Good video - it would be interesting to compare the performance using polynomial moves versus trapezoidal moves to see if you can quantify the advantage. Ideally, though, you need to have a realistic load on the motor in terms of friction and inertia - it's behaviour may be quite different when heavily loaded. A common error is to de-energize the motor phases immediately on completion of the move - the inertia of the load will cause the motor to free-wheel several steps past the intended stop position. You need a delay!
I write the stepper controller firmware at Phidgets. I really liked your video, I'd really like to implement this type of 5th order control with Phidgets - unfortunately right now we only support simple 3rd order control, and there is no way for you to directly control the stepper yourself - we take acceleration/velocity/position and calculate the steps in firmware. I'm hoping to implement better control in our next controller, but it's a tradeoff between better control algorithm and max supported velocity, as well as which micro we decide to use. Also, our boards only support one stepper, so coordination is a problem for multiple steppers. At any rate, I'd love to read your thesis!

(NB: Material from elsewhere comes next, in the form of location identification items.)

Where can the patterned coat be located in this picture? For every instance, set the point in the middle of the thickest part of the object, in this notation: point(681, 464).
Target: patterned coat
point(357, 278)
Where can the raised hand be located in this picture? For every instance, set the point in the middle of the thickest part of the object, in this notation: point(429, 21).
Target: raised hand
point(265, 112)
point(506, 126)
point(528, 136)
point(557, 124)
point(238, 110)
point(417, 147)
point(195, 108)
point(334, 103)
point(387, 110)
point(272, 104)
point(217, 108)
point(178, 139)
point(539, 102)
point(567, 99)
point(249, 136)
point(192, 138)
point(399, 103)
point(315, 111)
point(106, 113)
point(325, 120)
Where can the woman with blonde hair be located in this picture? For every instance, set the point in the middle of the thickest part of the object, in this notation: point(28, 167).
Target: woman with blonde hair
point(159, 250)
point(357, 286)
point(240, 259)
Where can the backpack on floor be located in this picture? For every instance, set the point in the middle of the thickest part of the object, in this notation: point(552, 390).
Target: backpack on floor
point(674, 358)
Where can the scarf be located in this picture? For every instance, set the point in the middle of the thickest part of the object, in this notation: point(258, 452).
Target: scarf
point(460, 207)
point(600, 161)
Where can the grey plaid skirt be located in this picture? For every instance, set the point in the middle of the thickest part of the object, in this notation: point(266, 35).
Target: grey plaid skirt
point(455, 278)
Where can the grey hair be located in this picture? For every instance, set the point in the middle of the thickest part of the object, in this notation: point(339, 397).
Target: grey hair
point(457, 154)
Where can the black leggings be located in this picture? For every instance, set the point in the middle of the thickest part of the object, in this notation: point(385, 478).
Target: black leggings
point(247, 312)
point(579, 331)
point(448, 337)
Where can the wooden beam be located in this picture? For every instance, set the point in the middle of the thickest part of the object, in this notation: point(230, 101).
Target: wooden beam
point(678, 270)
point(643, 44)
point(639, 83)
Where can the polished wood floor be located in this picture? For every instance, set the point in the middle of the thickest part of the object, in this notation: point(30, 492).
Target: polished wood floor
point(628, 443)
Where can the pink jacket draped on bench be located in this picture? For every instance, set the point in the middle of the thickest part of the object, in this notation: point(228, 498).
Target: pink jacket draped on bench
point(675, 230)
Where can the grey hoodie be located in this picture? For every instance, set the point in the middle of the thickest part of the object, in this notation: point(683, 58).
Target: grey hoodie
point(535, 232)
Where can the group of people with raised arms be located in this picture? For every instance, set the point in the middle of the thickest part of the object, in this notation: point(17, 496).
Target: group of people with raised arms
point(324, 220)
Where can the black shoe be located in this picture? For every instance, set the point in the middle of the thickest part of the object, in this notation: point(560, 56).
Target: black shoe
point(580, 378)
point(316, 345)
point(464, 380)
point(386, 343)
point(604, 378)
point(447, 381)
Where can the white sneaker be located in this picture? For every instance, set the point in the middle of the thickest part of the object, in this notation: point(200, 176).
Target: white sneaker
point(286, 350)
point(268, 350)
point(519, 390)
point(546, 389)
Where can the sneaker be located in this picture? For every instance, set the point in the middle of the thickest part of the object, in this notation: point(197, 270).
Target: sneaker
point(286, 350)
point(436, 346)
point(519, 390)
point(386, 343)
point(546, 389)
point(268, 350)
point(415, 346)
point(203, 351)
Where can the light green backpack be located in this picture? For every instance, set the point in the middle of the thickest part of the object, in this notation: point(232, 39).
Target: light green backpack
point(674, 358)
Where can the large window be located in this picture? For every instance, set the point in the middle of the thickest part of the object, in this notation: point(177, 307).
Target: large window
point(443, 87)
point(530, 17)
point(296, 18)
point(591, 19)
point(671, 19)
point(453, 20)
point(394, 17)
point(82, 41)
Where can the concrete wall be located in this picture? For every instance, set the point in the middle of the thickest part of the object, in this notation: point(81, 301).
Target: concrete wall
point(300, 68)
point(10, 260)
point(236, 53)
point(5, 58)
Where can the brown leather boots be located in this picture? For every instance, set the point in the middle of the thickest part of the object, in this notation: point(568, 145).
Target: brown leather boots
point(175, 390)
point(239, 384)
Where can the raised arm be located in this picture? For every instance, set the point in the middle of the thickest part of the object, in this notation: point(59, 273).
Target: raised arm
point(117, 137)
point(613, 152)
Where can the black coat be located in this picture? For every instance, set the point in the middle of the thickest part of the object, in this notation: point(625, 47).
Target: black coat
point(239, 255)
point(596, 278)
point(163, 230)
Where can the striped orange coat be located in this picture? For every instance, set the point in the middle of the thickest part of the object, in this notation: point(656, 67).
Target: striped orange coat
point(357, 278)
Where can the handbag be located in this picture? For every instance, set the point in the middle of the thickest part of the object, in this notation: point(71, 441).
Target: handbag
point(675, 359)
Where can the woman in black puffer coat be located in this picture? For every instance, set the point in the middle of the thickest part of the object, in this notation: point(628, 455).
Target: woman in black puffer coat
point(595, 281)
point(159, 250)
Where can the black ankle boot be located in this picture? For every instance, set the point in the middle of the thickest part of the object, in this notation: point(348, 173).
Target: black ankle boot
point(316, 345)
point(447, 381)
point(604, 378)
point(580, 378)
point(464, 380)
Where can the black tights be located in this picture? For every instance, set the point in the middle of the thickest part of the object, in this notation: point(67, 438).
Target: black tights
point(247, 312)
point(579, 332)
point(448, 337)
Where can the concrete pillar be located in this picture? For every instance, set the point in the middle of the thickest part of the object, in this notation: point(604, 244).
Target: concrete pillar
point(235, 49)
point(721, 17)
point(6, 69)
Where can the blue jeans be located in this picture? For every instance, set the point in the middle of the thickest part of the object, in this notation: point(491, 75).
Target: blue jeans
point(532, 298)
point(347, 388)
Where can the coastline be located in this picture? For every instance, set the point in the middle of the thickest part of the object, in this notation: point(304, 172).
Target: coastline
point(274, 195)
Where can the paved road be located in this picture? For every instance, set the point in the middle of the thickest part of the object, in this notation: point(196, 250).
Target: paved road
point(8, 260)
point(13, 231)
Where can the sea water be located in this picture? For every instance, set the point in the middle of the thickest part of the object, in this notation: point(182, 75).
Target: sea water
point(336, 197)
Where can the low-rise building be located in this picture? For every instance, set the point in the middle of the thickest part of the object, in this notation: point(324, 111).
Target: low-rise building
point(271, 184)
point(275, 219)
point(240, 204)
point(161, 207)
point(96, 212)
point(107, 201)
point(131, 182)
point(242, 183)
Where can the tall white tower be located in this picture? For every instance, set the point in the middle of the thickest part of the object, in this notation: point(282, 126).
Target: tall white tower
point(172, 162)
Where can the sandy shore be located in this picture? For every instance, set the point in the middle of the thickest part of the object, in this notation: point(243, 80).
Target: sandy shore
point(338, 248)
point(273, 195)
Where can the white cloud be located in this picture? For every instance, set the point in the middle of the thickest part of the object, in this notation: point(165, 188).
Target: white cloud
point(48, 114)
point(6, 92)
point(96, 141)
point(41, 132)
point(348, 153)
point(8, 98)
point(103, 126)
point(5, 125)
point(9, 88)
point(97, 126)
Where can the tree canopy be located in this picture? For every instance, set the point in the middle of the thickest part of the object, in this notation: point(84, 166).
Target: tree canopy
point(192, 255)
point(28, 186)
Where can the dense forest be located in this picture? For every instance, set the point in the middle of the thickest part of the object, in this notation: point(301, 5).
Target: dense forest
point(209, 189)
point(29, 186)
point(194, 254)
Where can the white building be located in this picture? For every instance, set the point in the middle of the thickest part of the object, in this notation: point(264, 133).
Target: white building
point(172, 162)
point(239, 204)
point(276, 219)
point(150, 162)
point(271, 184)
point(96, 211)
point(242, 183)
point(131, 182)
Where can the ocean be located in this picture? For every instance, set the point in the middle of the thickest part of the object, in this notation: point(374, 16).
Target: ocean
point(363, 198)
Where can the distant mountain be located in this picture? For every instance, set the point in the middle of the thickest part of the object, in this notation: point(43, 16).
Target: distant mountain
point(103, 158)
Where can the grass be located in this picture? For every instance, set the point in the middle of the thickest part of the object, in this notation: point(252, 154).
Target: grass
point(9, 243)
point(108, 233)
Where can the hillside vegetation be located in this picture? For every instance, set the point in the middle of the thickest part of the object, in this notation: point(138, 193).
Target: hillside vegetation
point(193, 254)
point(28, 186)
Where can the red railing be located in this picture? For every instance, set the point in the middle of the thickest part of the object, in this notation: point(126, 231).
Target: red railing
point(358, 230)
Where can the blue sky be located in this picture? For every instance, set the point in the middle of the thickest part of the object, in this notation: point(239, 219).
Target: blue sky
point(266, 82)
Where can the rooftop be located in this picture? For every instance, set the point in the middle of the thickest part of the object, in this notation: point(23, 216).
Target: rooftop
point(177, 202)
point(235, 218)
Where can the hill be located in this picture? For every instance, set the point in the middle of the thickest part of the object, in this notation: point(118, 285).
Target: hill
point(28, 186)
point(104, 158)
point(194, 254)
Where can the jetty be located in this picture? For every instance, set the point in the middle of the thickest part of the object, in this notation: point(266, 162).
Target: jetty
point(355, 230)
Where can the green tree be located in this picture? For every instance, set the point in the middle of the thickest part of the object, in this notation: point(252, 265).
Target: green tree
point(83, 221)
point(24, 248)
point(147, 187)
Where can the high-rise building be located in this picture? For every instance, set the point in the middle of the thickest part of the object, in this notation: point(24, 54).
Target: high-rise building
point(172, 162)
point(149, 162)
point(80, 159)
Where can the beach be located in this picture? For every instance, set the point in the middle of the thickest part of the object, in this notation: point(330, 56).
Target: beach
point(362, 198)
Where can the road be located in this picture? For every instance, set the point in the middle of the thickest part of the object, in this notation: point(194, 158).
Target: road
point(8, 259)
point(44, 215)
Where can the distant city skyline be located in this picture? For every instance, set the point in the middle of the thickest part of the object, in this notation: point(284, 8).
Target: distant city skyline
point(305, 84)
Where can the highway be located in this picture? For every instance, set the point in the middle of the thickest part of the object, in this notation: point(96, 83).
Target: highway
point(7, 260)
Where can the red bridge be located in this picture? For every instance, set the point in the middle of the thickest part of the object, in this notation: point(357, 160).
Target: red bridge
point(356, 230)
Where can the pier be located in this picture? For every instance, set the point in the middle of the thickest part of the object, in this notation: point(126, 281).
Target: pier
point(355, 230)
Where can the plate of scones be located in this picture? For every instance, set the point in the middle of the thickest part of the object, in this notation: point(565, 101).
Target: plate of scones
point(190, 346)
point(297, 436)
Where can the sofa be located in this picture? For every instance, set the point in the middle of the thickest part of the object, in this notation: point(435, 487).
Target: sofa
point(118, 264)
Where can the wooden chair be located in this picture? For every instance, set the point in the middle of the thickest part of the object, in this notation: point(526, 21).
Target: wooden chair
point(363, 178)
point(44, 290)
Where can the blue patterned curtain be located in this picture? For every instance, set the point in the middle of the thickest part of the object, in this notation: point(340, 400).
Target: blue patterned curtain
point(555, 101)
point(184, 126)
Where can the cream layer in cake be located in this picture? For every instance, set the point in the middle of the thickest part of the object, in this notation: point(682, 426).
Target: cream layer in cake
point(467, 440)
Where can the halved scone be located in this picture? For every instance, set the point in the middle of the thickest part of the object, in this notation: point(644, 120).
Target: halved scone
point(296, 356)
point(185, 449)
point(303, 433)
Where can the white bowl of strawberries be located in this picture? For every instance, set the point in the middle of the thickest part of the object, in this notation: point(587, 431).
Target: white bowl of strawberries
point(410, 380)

You may want to look at our USB encoder boards - I think they'd be perfect for you.
I'm glad you liked the video! I will definitely try to remember to post a link to my thesis once it is 100% done. I just got the linear moves to work along with circular moves with an adjustable parameter for (moves/cm). Those are the only two types of moves I will be doing since it is the majority of what is found in Gcodes. I will be attaching my motors to the robot to verify that it is all working as intended very soon. Before I do that though I need to make a zeroing protocol which should be easy.
I'm glad you liked the video! I will definitely try to remember to post a link to my thesis once it is 100% done. I just got the linear moves to work along with circular moves with an adjustable parameter for (moves/cm). Those are the only two types of moves I will be doing since it is the majority of what is found in Gcodes. I will be attaching my motors to the robot to verify that it is all working as intended very soon. Before I do that though I need to make a zeroing protocol which should be easy.
Thanks for the reply!
Is your thesis done yet Soronemus? Would love to read more about it.
Last edited by SilvaMouse on Fri Feb 14, 2020 3:05 am, edited 4 times in total.
SilvaMouse wrote:
Is your thesis done yet Soronemus? Would love to read more about it.
It is not completely done yet, but I have made a ton of progress. I have the wiring done, the motors attached, and the controls are done. The motion is very smooth. I am in the process of testing the resolution/repeatability of the robot. Below is a small album of the robot setup I am using. It is hard to see but there are optical encoders directly coupled to each of the motors that I will use to collect data from the motors. I will use numerical differentiation on that data to obtain the angular velocity, acceleration, and jerk to verify that there are no infinite jerk spikes (which the 5th order polynomial motion is supposed to prevent). http://imgur.com/a/KcEBL
I am scheduled to defend my thesis within the next 2-3 months. I will try to remember to post a link to the actual document after I have successfully defended. Thank you for your interest in it!